Am I being true to myself? Am I being fair and loving to others? Am I forgiving? Am I allowing God's guidance to work through me? Am I in truth in all areas of my life? Am I allowing the light of God to quiet my mind and soul so that I may serve?
Lately, I have heard people say, "did you really say that?" about when I am speaking my truth, how I am feeling. At first I felt this as criticism, but on further examination I let that feeling go and asked myself the same question. Did I really say that? And I did, I said it from the truth in me without condemnation or anger or resentment. I just spoke my truth. And here is why.
If I am not speaking my truth, my experience, I am not being true to myself. I have some experience in this,yes. 
I think back to the times in my life that speaking the truth was so dangerous and fear-filled that I became less. I shrank "so that others would't feel insecure around me"-MW. For years, I downplayed my abilities as a seer as a healer as a woman with a brain. I spoke half-truths, I felt shame, resentment, anger beyond belief towards that which I did not understand. It turned my guts to mush.
 As a blossoming teen, I ripped out pockets of my dresses under the dinner table, to keep myself from screaming because I was being told what I had to say did not matter. Later on there were other vices to suppress the desire to speak my truth. Or to aid in developing the courage to speak it. I started searching for the truth in college, I wandered into nature for hours, I read psychology books, spiritual books such as "Be Here Now", barely understanding it, I joined groups, I traveled. I was searching for the truth. 
Today, I know my truth. As a human and as a woman-a Goddess, the Wise Woman that I am. I know that behavior does not define us. What we do is not who we are, I said this for years when someone would ask me, "what do you do?'. I would respond, " I work as a nurse, but it is not who I am, I am many things". Today I am true to myself.
I speak as I see it and it may not be your reality, but, it will be honest and truthful. I join the many women who are today, speaking their truth, standing for what they know to be right, for their children, for the world. And I honor them. They have honored us by their strength.

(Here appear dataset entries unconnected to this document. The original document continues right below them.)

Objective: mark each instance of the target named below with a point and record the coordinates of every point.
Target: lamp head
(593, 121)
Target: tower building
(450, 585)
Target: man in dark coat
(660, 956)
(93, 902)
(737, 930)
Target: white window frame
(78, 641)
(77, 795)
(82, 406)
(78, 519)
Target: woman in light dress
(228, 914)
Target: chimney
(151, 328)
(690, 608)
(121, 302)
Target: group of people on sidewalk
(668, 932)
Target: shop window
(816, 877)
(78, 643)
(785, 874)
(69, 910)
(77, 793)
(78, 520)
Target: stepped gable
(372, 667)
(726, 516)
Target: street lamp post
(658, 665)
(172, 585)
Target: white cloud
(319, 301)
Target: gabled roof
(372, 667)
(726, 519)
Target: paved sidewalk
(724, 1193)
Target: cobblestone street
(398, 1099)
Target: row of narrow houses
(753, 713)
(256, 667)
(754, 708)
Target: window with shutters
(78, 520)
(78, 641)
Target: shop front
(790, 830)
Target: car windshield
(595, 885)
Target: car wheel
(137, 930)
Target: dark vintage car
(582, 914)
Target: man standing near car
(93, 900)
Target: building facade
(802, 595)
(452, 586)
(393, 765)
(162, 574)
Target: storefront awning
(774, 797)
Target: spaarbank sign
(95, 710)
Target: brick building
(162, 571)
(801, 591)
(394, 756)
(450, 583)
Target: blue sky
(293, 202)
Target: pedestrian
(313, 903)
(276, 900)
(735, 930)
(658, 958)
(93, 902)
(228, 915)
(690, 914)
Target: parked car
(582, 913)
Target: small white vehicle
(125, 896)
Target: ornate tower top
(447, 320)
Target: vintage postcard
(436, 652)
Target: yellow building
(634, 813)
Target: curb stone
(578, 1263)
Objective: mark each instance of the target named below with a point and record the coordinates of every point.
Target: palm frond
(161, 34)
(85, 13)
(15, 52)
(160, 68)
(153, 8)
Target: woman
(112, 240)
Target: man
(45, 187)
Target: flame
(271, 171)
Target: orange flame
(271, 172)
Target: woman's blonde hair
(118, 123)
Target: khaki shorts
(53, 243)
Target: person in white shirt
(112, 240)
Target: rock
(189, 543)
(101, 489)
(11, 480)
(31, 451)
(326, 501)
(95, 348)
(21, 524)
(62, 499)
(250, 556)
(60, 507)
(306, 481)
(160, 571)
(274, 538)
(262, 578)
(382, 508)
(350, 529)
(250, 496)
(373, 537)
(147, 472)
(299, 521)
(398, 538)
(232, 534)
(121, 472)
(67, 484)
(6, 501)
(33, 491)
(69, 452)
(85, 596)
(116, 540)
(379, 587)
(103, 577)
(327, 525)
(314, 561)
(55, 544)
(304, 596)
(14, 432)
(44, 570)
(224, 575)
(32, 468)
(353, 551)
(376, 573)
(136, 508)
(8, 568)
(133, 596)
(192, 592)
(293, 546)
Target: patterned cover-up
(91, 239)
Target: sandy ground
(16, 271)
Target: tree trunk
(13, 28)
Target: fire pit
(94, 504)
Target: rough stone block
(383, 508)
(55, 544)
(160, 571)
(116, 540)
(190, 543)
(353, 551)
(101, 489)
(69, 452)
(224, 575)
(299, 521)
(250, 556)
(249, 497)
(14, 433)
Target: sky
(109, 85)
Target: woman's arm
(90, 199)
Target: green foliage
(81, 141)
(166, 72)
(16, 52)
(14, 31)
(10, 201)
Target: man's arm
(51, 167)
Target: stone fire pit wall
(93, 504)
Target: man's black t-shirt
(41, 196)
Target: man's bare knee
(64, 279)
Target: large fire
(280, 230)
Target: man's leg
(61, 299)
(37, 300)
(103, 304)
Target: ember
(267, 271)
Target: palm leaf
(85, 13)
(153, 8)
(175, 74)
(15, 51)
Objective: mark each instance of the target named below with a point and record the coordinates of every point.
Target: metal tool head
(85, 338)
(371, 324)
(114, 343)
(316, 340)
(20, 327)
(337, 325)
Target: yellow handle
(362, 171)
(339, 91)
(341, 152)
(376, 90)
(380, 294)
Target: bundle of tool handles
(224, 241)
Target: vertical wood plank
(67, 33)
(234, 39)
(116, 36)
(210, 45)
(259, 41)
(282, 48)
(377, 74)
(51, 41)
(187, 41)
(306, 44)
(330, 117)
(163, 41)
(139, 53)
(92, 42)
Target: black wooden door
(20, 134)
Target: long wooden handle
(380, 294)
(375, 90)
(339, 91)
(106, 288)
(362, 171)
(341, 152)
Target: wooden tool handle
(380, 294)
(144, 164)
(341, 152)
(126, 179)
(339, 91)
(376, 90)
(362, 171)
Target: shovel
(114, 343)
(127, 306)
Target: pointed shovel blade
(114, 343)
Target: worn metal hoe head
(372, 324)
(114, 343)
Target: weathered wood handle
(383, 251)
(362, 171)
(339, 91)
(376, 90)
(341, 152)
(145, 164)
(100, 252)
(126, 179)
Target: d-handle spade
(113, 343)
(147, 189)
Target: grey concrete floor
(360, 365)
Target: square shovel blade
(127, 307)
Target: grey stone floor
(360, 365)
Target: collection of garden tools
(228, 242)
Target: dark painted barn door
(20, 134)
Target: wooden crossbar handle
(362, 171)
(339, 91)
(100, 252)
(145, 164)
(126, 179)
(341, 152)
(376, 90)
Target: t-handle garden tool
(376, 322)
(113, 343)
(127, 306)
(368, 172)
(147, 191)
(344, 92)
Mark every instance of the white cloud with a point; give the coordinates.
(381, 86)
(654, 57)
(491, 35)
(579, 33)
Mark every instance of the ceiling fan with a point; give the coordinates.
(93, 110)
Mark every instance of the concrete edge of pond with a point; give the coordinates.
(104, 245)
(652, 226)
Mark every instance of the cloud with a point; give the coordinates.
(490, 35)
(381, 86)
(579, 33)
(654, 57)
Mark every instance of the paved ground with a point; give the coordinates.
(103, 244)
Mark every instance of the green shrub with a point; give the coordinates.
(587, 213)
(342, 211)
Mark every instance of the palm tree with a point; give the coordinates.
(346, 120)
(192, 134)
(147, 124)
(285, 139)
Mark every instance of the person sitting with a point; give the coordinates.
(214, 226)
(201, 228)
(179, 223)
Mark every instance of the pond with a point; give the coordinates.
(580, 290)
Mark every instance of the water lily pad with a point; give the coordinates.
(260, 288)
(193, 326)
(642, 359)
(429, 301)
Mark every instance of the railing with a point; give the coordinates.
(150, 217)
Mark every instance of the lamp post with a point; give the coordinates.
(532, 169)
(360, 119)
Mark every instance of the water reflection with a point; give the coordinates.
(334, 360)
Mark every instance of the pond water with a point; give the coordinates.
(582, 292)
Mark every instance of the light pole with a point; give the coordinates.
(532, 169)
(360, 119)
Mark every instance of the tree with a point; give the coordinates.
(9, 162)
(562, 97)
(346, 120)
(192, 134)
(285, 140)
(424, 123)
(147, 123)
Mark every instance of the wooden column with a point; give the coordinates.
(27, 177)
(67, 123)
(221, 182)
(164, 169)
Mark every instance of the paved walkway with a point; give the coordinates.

Mary Magdalene,  Joan of Arc, Queen Isabella of Spain, Queen Elizabeth I, Pocahontas, Catherine the Great, Elizabeth Cady Stanton, Susan B Anthony, Clara Barton, Marie Currie, Helen Keller, Eleanor Roosevelt, Georgia O'Keeffe, AmeliaEarhart, Mother Teresa, Rosa Parks,Babe Zaharias, Anne Frank, Jane Goodall, Gloria Steinem, Oprah, Madeline Albright, Hillary Clinton, Malala Yousafzai. All these women have and continue to work toward equality and peace. They stand in their truth against a world at war. Look them up, see how this world has been changed for the better by their truths.
 Stand in your truth. You will not be alone.